MCP Server - MCP Server | MCP Directory

🚀 MCP Server for Document Processing

🔗 About Model Context Protocol (MCP)

The Model Context Protocol (MCP) is a new standard created by Anthropic to enable AI assistants to access external tools and data sources. This protocol allows AI models to extend their capabilities beyond their training data by connecting to specialized services like this MCP server.

By implementing the MCP standard, this server enables AI assistants to query and retrieve information from your custom document collection, effectively extending their knowledge base with your specific content.

🧠 Extend LLM Knowledge with Up-to-Date Information

This Model Context Protocol (MCP) server lets you overcome one of the biggest limitations of large language models: knowledge cutoffs. By creating your own MCP server, you can feed AI assistants up-to-date information about:

Latest Framework Documentation: Use content not in LLM training data (React 19, Angular 17, Vue 3.4+, etc.)
Private Codebases: Help AI assistants understand your proprietary code patterns and structures
Technical Specifications: Import documentation on new APIs, protocols, or tools

Recommended Data Sources:

FireCrawl.dev: A powerful tool for scraping documentation websites
Official GitHub repositories: Download READMEs and documentation
Technical blogs and tutorials: Save key articles as Markdown files

🏗️ Architecture

The system consists of two main components:

📝 Processing Pipeline: Reads Markdown and text files, chunks them, generates embeddings, and stores them in a vector database.
🔌 MCP Server: Exposes the processed content through MCP tools, allowing AI assistants to search and retrieve relevant information.

💡 Example Use Cases

Upgrading AI Knowledge with Latest Framework Documentation

# Scrape latest React 19 docs using FireCrawl.dev
# Place the saved markdown files in the data/ directory
# Run the pipeline to process the documentation
# Now ask your AI assistant about React 19 features!

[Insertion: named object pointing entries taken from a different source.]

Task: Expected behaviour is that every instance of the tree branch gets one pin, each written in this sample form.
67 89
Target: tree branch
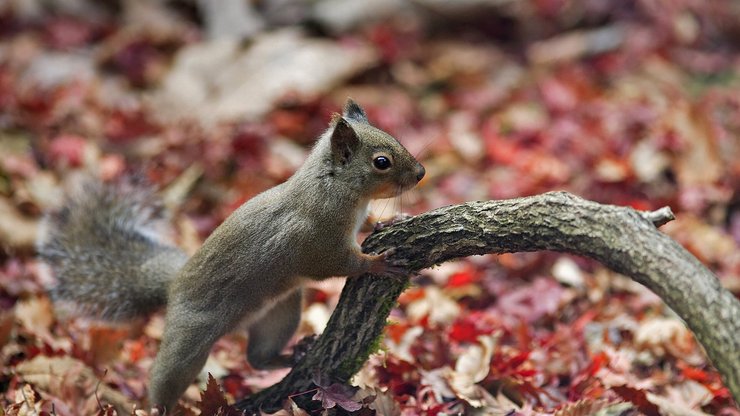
621 238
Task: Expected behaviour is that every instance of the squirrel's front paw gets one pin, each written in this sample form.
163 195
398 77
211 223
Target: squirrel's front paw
387 263
396 218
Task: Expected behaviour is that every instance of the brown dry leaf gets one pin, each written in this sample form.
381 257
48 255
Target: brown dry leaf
440 308
471 367
58 374
584 407
7 319
664 335
682 399
250 81
709 243
699 162
26 403
36 314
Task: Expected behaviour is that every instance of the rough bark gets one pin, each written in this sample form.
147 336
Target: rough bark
625 240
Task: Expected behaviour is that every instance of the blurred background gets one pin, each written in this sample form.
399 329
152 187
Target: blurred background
625 102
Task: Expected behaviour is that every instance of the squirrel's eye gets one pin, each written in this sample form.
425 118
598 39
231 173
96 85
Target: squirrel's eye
381 163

Using Private Codebase Documentation

# Export your API documentation as markdown
# Place the markdown files in the data/ directory
# Run the pipeline to process
# Now your AI assistant can help debug issues with your specific APIs!

✅ Prerequisites

Docker: Docker Desktop for Windows or Mac, or Docker Engine for Linux
OpenAI API key (Optional): Can use free local embeddings instead
AI assistant that supports MCP: Such as Roo or other compatible assistants

🛠️ Setup

Clone this repository:

git clone https://github.com/donphi/mcp-server.git
cd mcp-server

Create a .env file with your configuration:

# Copy the example file
cp .env.example .env

# Edit the file with your settings
nano .env

On Windows, you can use Notepad to edit the .env file.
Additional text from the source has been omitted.